Laurel comprendió a lo que se refería. West Egg nunca estuvo tan bien visto como East Egg, siempre fue más bien un mundo para nuevos ricos. Al igual que Tom y Daisy, parecía que Pamela Marshfield tomaba a cualquiera que viviese en el otro lado de la bahía por un advenedizo como Gatsby.
– Pues mi familia siempre ha sido bastante feliz allá -dijo Laurel, esperando sonar serena y confiada.
– Me alegro. Me pareció entender que eres nadadora.
– Así es como me mantengo en forma, sí.
– Creo que le dijiste a Julia, mi secretaria, la chica con la que hablaste por teléfono el sábado, que solías nadar en el club de campo que queda enfrente de nuestra antigua mansión.
Laurel tuvo que reprimir una sonrisa ante la palabra que su anfitrión a había elegido para referirse a Julia. Además de la conversación telefónica que mantuvieron dos días antes, Laurel había conocido a la secretaria en persona mientras esperaba a que Pamela la recibiese, y la «chica» en cuestión tendría, por lo menos, cinco años más que su madre.
– Es cierto. De pequeña me pasé casi todos los veranos en aquella piscina y en la bahía que queda enfrente de su antigua casa.
– Siempre me extrañó que mis padres nunca se mudaran. Suponía que las… las vistas… les resultarían dolorosas.
– ¿A usted le molestaban?
– ¿Las vistas?
Laurel hizo un gesto afirmativo con la cabeza.
– No.
A lo lejos, por el sur, el horizonte se vio interrumpido por una línea de cúmulos de nubes en forma de coliflor, como una hilera de enormes columnas dóricas sujetando el firmamento. Pamela las estuvo contemplando un buen rato antes de añadir:
– Me pareció entender que tienes unas fotos que quieres enseñarme.
– Sí.
Laurel cogió el bolso de cuero que su madre le había regalado ese verano por su cumpleaños y sacó el sobre que contenía las fotos que se había traído de Vermont. La primera que puso en la mesita que la separaba de la mujer era la imagen del niño y la niña junto al pórtico de la casa en la que la anciana había pasado su infancia. Laurel intentó sopesar la reacción de la señora ante la instantánea, pero su rostro no decía mucho. Finalmente, Laurel le preguntó:
– ¿Estos son usted y su hermano?
– Pues sí. Yo diría que en esta foto tendría nueve años, ¿no crees? Eso significa que mi hermano tendría… -Se detuvo por un instante, como intentando preguntarle al aire cuántos años le sacaba a su hermano-…cinco añitos.
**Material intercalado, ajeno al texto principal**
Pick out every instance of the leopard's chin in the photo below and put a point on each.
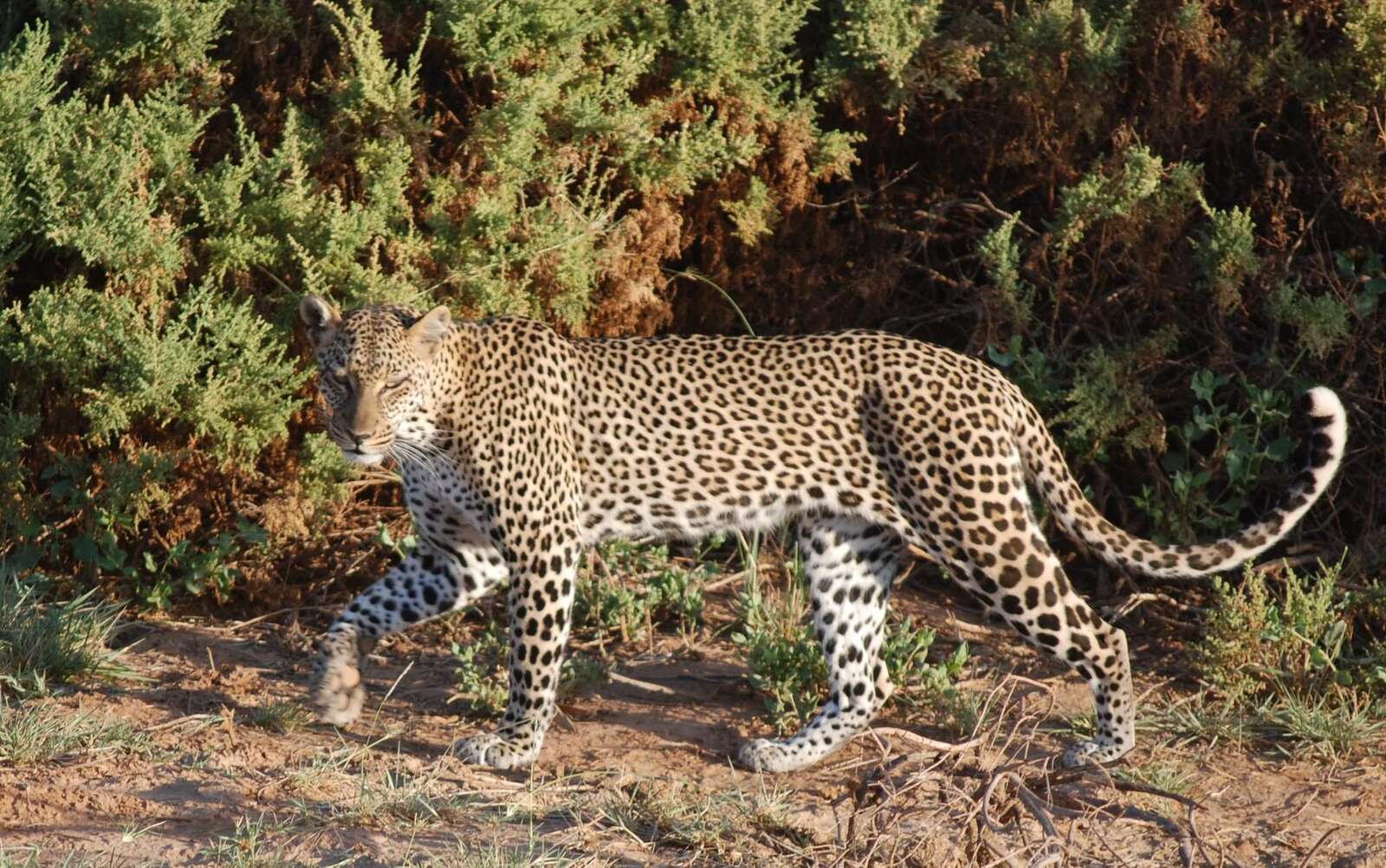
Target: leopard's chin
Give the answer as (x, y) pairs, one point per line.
(365, 459)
– ¿Recuerda cuándo se sacó la foto? ¿Qué estaban haciendo aquel día?
– Oh, podrían haberla tomado en cualquier momento. Parece evidente que íbamos a salir a algún sitio bastante interesante. Aunque siempre nos estaban llevando a sitios bastante interesantes.
– Supongo que tuvo una infancia feliz -dijo Laurel, aunque no creía que fuera así. Sólo intentaba decir algo cortés para llenar el silencio que parecía invadir la terraza cuando una de las dos terminaba de hablar.
– Creo que es del dominio público que mis padres tuvieron un matrimonio muy problemático. Ésa es la razón por la que hacíamos cosas, muchas cosas. Íbamos a un montón de sitios, éramos un cuerpo en constante movimiento. Era la forma que tenían mis padres de afrontar su distanciamiento. Mi hermano y yo no tardamos en comprenderlo. Por eso, aunque puedo decir que tuvimos una infancia privilegiada, no me atrevería a afirmar que fue feliz.